Zhang Qingli (張慶黎), who gained a reputation as an unyielding Chinese Communist Party secretary of heavily Buddhist Tibet, has been appointed party secretary of Hebei Province, which surrounds Beijing, Xinhua news agency reported late on Sunday.
Hebei, with a population of 70 million, is home to about a quarter of China’s 8 million to 12 million Roman Catholics.
Zhang, 60, was known for his tough stance against Tibet’s exiled Buddhist spiritual leader the Dalai Lama, a man reviled by China as a separatist. The Nobel Peace Prize-winning monk denies advocating either violence or Tibetan independence.
Zhang was in charge of Tibet in 2008 when protests in the capital, Lhasa, gave way to deadly riots that rippled across other ethnic Tibetan areas. After the protests, he called the Dalai Lama a “jackal in Buddhist monk’s robes.”
Zhang’s new post will give him an influential role in China’s relationship with the Vatican, which is in dispute with Beijing over control of church affairs, especially the appointment of bishops.
China’s Catholics are divided between a state-sanctioned church that has appointed bishops without the Vatican’s approval and an “underground” wing wary of government ties. The underground church has deep roots in Hebei.
Late last year, 100 Catholic seminarians in Hebei demonstrated at the provincial government’s religious affairs office, opposing the appointment of a government official to a senior post in their seminary, AsiaNews, a Catholic news service, reported at the time.

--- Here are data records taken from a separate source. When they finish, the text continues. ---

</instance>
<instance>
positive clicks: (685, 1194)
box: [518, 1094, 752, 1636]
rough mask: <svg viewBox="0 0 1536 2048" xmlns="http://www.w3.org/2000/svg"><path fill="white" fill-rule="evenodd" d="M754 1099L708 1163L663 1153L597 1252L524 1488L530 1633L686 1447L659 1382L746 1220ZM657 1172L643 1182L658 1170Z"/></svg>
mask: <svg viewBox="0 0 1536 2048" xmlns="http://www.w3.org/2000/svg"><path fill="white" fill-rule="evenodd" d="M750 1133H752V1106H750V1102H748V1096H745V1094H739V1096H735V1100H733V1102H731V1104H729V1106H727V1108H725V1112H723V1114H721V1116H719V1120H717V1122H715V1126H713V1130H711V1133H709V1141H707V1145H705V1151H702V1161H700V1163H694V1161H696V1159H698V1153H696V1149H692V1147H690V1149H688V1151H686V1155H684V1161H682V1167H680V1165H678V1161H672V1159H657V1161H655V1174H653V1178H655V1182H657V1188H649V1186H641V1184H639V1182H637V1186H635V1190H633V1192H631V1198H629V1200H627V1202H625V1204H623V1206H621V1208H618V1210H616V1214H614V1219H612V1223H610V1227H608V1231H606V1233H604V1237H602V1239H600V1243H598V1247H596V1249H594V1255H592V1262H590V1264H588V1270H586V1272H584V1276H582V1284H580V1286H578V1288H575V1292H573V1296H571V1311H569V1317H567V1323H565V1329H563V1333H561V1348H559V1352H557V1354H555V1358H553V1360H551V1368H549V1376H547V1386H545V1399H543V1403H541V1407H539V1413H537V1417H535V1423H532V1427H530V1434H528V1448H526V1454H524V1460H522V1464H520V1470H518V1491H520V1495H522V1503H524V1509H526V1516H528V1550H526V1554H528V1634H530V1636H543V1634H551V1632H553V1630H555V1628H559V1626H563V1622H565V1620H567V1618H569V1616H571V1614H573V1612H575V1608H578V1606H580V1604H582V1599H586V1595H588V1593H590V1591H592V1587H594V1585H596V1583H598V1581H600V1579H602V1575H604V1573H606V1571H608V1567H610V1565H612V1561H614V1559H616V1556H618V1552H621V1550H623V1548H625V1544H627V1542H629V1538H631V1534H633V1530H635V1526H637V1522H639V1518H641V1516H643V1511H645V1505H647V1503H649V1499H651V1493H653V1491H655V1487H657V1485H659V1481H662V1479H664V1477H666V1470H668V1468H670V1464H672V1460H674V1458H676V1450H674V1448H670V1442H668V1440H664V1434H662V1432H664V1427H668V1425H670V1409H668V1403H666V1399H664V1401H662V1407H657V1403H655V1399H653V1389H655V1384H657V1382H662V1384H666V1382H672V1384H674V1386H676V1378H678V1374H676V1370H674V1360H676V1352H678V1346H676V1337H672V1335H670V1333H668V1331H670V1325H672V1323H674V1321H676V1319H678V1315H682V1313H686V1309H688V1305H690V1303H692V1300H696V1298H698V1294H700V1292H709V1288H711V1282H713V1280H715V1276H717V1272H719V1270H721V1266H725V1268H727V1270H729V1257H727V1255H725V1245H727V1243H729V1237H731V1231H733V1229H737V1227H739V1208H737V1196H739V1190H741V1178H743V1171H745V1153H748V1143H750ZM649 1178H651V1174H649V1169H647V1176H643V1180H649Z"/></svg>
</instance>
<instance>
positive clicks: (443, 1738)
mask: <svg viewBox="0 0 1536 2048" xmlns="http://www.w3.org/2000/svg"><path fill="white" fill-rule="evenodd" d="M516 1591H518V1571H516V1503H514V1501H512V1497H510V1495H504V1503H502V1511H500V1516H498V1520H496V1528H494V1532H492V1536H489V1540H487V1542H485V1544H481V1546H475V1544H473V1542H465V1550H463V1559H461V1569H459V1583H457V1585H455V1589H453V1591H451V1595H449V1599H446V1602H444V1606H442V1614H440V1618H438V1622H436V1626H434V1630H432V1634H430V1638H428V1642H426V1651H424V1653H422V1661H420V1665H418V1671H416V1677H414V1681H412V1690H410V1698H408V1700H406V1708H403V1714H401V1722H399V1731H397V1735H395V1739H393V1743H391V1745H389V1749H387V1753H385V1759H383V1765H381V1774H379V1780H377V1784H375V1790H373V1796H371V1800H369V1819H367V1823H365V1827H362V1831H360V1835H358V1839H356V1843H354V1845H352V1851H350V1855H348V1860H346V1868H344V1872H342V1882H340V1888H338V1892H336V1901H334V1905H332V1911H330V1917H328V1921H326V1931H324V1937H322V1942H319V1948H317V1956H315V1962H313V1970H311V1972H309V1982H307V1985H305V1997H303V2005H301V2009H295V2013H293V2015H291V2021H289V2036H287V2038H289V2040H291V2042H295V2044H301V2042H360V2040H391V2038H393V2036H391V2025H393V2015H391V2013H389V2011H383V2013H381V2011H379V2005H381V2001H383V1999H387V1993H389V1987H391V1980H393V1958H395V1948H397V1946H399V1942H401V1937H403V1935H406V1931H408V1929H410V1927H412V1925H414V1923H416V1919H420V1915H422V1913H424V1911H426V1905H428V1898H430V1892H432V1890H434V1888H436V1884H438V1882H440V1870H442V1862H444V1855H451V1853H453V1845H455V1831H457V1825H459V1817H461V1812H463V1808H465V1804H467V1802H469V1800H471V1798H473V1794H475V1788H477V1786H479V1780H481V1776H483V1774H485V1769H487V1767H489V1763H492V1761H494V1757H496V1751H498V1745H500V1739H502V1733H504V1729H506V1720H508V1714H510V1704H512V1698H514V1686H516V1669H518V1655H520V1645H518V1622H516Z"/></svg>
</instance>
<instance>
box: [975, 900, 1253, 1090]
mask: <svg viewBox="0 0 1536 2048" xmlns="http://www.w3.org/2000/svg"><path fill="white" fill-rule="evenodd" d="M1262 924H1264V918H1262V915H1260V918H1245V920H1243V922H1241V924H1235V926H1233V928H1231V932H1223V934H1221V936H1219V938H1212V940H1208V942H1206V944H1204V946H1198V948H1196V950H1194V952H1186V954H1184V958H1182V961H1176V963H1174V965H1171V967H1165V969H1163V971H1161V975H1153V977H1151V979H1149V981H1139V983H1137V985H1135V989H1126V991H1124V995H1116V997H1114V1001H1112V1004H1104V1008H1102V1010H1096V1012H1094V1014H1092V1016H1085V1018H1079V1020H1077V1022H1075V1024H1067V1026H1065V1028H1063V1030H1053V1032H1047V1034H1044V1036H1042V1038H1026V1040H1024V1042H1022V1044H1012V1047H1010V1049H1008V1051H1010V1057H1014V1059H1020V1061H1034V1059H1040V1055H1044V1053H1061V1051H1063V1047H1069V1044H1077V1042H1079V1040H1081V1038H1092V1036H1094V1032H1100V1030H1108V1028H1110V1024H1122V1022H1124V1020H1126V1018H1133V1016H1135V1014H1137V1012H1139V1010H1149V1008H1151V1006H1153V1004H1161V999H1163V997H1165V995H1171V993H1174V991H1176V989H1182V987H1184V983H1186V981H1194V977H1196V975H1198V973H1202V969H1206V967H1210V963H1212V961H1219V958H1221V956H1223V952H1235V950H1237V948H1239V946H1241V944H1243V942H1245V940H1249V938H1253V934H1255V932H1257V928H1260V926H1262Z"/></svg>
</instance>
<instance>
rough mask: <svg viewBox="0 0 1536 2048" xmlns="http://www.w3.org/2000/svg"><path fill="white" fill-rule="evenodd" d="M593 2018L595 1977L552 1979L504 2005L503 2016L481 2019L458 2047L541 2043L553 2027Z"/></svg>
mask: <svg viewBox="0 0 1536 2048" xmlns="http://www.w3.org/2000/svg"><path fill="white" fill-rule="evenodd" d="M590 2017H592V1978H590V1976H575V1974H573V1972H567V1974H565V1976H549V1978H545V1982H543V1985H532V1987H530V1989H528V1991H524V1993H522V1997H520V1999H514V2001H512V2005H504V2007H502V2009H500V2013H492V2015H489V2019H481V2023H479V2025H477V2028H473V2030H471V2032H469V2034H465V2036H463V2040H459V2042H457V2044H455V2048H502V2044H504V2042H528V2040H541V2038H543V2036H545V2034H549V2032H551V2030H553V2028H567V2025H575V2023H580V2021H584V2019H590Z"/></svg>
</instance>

Although Pope Benedict XVI has -encouraged the two sides of the divided Chinese church to reconcile, and engaged in a low-key dialogue with Beijing, the Chinese authorities have continued to appoint bishops without the Vatican’s approval.
Last month, the Vatican denounced the ordination of a Chinese bishop without papal approval and excommunicated the bishop. Pope Benedict has said he “deplores” the way Chinese authorities have treated Chinese Catholics who want to remain faithful to Rome.